I really hate summer. It's not even July yet and all I want is spring to just hurry up and get here. Give me 15 degrees and overcast! That's my happy place!

Sunday, June 14, 2009

Summer time... and the living is easy? Really?

It took me three days to recover from getting my back overheated on Thursday. I used cold ice packs, I rested, I even resorted to some NSAIDs just in case I was beginning an inflammatory response.

This shit is difficult for me to tolerate. I don't like being outside at the best of times so having MS has really contributed to turning my dislike of outside into something close to agoraphobia.

I see my neurologist on Monday morning. Then I should get my date for my next mito. Me thinks that it can't come a moment too soon. I've been feeling like crap for 2.5 days and a bag of steroids just might be what the Dr. ordered. I am going to ask my doctor if maintenance doses of solumedrol are possible.

I've been on the max dose of Wellbutrin for a week, and it doesn't feel like any thing's different at all. I've had no side effects, my world is sucking far more than it sucked a week ago, and I'm not sure how anti-depressants fix a situational depression. I'm going to ask about that too.

If I had a gun, I'd put a bullet in my brain.

I guess it's an even better thing that I live in Canada. I don't have the dexterity and reaction time or the money to afford to take the FAC course, and I wouldn't pass the psychiatric test to get a rifle or a handgun.

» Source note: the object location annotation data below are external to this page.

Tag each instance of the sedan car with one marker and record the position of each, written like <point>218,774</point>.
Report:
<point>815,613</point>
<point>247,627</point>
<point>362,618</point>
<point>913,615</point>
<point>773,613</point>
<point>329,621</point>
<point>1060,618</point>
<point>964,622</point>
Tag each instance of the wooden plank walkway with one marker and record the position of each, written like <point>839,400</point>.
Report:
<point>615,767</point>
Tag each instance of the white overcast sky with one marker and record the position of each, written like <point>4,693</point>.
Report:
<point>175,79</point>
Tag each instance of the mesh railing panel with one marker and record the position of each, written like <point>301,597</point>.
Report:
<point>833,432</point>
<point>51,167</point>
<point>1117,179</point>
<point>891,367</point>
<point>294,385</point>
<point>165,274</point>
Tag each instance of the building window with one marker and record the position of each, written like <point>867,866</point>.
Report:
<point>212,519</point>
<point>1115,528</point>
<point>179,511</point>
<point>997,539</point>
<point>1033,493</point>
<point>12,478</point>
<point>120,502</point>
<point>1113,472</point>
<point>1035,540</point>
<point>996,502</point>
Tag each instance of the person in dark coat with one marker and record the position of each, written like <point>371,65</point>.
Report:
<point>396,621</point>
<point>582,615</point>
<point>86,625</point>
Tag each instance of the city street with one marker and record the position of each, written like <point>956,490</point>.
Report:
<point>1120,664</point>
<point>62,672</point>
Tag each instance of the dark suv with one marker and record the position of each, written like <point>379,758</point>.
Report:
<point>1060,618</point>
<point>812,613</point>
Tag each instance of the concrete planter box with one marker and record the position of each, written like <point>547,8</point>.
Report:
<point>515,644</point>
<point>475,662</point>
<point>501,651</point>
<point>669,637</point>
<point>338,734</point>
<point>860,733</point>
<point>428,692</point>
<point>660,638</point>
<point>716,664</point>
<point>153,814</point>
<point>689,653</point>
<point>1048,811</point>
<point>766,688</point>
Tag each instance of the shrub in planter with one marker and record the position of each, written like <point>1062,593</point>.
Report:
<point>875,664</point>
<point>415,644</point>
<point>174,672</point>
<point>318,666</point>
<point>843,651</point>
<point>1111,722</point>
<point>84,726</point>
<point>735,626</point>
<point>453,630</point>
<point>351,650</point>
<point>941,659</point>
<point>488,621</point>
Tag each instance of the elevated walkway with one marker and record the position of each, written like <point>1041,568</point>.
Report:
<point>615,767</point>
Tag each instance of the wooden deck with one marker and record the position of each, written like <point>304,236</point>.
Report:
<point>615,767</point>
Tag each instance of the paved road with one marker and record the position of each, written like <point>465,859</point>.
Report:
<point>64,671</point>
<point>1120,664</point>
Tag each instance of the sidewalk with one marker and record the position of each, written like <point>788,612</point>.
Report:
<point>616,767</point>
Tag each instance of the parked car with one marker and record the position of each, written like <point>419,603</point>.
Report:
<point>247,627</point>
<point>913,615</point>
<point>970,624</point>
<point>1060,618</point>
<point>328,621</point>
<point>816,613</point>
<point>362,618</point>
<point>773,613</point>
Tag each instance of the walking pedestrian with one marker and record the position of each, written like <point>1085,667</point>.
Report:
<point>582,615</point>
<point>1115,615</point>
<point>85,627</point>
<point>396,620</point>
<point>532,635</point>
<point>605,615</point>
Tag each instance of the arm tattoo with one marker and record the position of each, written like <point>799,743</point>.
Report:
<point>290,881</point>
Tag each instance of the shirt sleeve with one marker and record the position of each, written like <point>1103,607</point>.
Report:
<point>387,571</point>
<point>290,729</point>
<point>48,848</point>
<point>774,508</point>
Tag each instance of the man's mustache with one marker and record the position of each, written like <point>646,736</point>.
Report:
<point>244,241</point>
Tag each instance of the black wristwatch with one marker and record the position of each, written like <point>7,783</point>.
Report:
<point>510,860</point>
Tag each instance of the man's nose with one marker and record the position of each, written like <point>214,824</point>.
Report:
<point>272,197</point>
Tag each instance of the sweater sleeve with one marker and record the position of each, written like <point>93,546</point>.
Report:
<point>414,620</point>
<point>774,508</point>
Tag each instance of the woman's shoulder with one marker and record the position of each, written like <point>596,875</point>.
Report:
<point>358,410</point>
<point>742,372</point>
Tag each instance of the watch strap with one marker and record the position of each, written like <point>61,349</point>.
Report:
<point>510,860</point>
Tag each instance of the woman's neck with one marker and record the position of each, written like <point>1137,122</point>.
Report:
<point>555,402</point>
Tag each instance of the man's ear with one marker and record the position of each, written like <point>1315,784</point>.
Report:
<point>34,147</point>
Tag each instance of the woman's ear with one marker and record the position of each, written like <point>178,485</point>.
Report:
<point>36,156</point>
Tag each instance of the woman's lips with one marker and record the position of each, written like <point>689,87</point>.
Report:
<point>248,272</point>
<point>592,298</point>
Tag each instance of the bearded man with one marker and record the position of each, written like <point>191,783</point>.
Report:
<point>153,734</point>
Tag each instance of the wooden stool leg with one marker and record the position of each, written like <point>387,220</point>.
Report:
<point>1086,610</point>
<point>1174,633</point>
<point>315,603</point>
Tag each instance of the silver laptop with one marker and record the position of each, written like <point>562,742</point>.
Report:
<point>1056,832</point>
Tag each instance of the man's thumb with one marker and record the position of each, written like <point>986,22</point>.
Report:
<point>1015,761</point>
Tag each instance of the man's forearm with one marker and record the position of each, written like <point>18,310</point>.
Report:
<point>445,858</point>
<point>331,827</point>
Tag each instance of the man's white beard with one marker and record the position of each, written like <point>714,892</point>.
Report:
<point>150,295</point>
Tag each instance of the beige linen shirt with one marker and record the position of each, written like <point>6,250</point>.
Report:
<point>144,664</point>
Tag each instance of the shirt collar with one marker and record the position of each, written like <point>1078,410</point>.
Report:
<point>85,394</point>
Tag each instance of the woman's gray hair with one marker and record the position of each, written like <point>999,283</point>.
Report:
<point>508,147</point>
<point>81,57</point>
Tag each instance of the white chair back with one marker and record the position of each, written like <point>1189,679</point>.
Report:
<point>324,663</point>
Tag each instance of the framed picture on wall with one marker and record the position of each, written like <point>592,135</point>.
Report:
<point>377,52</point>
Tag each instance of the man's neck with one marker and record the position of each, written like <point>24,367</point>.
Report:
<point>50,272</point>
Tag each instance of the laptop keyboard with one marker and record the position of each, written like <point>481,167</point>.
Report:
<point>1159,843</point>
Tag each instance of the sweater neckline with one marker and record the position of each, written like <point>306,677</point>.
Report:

I never get to do anything.

Tuesday, June 2, 2009

I can't leave the house.

I can go outside when it's 26C (79F) and 64% humidity. I can't go outside when it's 28C (82F) and 51% humidity.

Two degrees is what separates me from having a life. There's nothing I can do, save for buying a cooling suit.

I don't know how to do this. I don't know how to just suck it up or live with it. I don't know how to just be grateful for what I can do when it feels like I can't do anything or my accomplishments are measured at the same level as a preschooler.

I wrote a lot more in this post, but I deleted 80% of it because it's just too personal. I don't trust all of you who don't have MS to not try and fix me with suggestions of what you would do since you can empathize with my state based on that one time you were sick for a really long time. I also don't trust all of you who have MS not give me a pep talk and tell me how a lesser version of the life you wanted is good enough for you because it means you're still alive and your life has some worth and meaning, no matter how stunted or compromised that life is.

Yes, that sounds as bitchy as it was meant to.